This repository contains selected code and data for our NAACL 2019 long paper on Does my Rebuttal Matter?.
After the publication of the original paper some members of the ACL community have expressed concerns about the technicalities of the consent collection procedure used during the ACL-2018 reviewing campaign. We take such concerns seriously, and due to ethical and privacy-related reasons can not make the textual reviewing data from ACL-2018 openly available. We have designed better data collection workflows since then, and you might have been involved in some of our later and current initiatives.

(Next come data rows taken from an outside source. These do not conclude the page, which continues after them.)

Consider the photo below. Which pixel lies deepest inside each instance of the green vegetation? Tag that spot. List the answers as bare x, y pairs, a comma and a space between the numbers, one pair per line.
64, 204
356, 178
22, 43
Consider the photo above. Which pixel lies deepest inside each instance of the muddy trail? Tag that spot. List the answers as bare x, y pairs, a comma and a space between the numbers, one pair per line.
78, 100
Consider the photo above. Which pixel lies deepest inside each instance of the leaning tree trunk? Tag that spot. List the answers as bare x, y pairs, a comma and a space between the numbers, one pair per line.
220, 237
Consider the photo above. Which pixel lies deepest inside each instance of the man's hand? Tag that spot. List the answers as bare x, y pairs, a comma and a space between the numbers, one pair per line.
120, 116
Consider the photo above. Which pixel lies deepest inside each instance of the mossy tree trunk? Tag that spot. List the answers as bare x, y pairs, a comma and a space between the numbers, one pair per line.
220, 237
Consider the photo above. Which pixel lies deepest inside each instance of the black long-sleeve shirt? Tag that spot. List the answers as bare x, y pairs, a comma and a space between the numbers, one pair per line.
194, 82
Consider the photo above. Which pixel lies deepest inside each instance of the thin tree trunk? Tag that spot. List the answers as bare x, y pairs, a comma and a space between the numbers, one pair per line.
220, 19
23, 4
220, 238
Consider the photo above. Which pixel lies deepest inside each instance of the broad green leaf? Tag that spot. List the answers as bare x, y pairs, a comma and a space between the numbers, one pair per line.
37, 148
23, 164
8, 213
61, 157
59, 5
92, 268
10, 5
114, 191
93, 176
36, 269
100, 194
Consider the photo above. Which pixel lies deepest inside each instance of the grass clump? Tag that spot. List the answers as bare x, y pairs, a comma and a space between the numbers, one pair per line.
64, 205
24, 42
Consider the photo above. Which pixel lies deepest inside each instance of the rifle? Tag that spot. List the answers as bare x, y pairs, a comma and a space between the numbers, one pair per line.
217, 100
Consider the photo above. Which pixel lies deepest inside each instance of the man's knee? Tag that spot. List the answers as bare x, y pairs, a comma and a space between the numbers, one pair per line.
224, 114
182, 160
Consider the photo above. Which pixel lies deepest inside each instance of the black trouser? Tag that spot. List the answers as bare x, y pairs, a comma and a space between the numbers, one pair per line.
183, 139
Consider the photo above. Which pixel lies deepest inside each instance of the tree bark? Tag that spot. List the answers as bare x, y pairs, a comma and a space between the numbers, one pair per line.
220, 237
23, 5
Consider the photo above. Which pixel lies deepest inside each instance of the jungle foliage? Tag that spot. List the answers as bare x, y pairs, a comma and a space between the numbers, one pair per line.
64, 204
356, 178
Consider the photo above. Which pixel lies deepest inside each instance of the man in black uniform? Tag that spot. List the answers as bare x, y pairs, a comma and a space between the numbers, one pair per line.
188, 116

We are working on technical solutions to make the textual data from ACL-2018 accessible in some form. In the meantime, due to the large number of requests, we release a completely anonymous ACL-2018 Numerical Dataset: it doesn't contain the sensitive textual data, but provides rich metadata incl. aspect scores, contribution evaluation and formal checks, as well as track and acceptance information. We hope that this data will serve as basis for non-NLP models of peer reviewing, and as a rich auxiliary signal for future NLP approaches.
You can access the data via our University archive: https://tudatalib.ulb.tu-darmstadt.de/handle/tudatalib/2639?locale-attribute=en_US. If you use it, please use the original "Does my Rebuttal Matter" paper as reference.
@inproceedings{Gao:2019:NAACL,
title = {Does my Rebuttal Matter? Insights From a Major NLP conference},
year = {2019},
author = {Yang Gao and Steffen Eger and Ilia Kuznetsov and Iryna Gurevych and Yusuke Miyao},
booktitle = {Proceedings of the 2019 Conference of the North American Chapter of the Association for Computational Linguistics},
month = {Februar},
journal = {NAACL 2019},
url = {http://tubiblio.ulb.tu-darmstadt.de/111643/}
}
Abstract: Peer review is a core element of the scientific process, particularly in conference-centered fields such as ML and NLP. However, only few studies have evaluated its properties empirically. Aiming to fill this gap, we present a corpus that contains over 4k reviews and 1.2k author responses from ACL-2018. We quantitatively and qualitatively assess the corpus. This includes a pilot study on paper weaknesses given by reviewers and on quality of author responses. We then focus on the role of the rebuttal phase, and propose a novel task to predict after-rebuttal (i.e., final) scores from initial reviews and author responses. Although author responses do have a marginal (and statistically significant) influence on the final scores, especially for borderline papers, our results suggest that a reviewer’s final score is largely determined by her initial score and the distance to the other reviewers’ initial scores. In this context, we discuss the conformity bias inherent to peer reviewing, a bias that has largely been overlooked in previous research. We hope our analyses will help better assess the usefulness of the rebuttal phase in NLP conferences
Contact person: Yang Gao [email protected], Steffen Eger [email protected], Ilia Kuznetsov
https://www.ukp.tu-darmstadt.de/
Don't hesitate to send us an e-mail or report an issue, if something is broken (and it shouldn't be) or if you have further questions.
This project includes three major parts:
- the ACL-2018 Review dataset,
- our quanlitative analyses on the dataset, and
- our code for predicting whether the reviewer will increase/decrease/remain her overall score after rebuttal.
According to the data sharing terms and conditions of ACL-2018, the opted-in reviews will be publically available no earlier than two years after the conference took place. We will publish the dataset in this project once it is allowed.
- Python 3 (tested with Python 3.6 on Ubuntu 16.04)
- libraries in requirement.txt: pip install -r requirement.txt (the use of virtual environment is recommended)
- Discussion&Response: includes the csv files of the opted-in reviews, submissions information (e.g. paper ids and acceptance/rejection decisions) and author responses. Will be published once allowed.
- RebuttalAnalysis: code used to build the after-rebuttal score predictor. 'classify_after_label.py' includes the main function for the predictor. 'predict_after_score.py' builds a regression to predict the after-rebuttal score for each reviewer (its results are not reported in the orginal paper).
We provide word2vec word embeddings trained on Machine Learning (cs.LG) and NLP (cs.CL) Arxiv papers. The embeddings are available from https://public.ukp.informatik.tu-darmstadt.de/naacl2019-does-my-rebuttal-matter
To run a LLR test to determine the most "unusual" words in one corpus relative to another, run
python3 getMostFrequent.py accepted.txt rejected.txt 100 2
This returns the 100 most unusual bigrams of accepted.txt
relative to rejected.txt
. The two input files are plain text files with words separated by white space. Each document in accepted.txt
and rejected.txt
should end with a newline of "<--EOD-->".